2. In this belief he ordered confiscation of the goods but permitted redemption on payment of fine and also imposed penalty on the importers. Hence this appeal.
3. Shri R.K. Thawani relies upon the Tribunal’s order in the case of Sputnik Stamping v. CC 2000 (118) ELT 625 in which identical situation was covered. In that case the licences were issued during the currency of the Policy 1992-93 but were subject to the conditions as applicable under 1989-90 Policy. The Tribunal in paragraph 4 and 8 of the order held as under:
“4. These licences contained a condition on the reverse that they are is subject to the import policy in force relating to the goods as described in the policy, or any amendment made, up to the date of issue of licence unless otherwise specified. In the absence of any such specification, it is the policy in force of 1990-93 amended up to the date of issue of licence that would apply. The specific provision in the licence making applicable in the 1989-90 policy is a specification otherwise provided for in the condition that we have referred. It is therefore that policy that must apply, along with the restrictions and conditions therein.”
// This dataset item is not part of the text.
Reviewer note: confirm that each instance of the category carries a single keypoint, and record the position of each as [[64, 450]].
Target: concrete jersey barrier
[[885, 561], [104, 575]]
“8. From our discussions it must be concluded that it is the 1989-90 policy that would be for import for the licence in question subject to the face value restrictions contained in appendix 7 of paragraph 177 of the policy. We are told by the advocate for the appellants that import of these goods are within the limit. Subject to this condition, we allow the appeal and set aside the impugned order.”
4. The facts being identical in the present case the ratio of the judgment would apply. The appeal is allowed and the impugned order is set aside. The clearance of the goods under the Policy is permitted. In doing so the Revenue Officers would ensure that the imports are within the limits as observed by the Tribunal as above.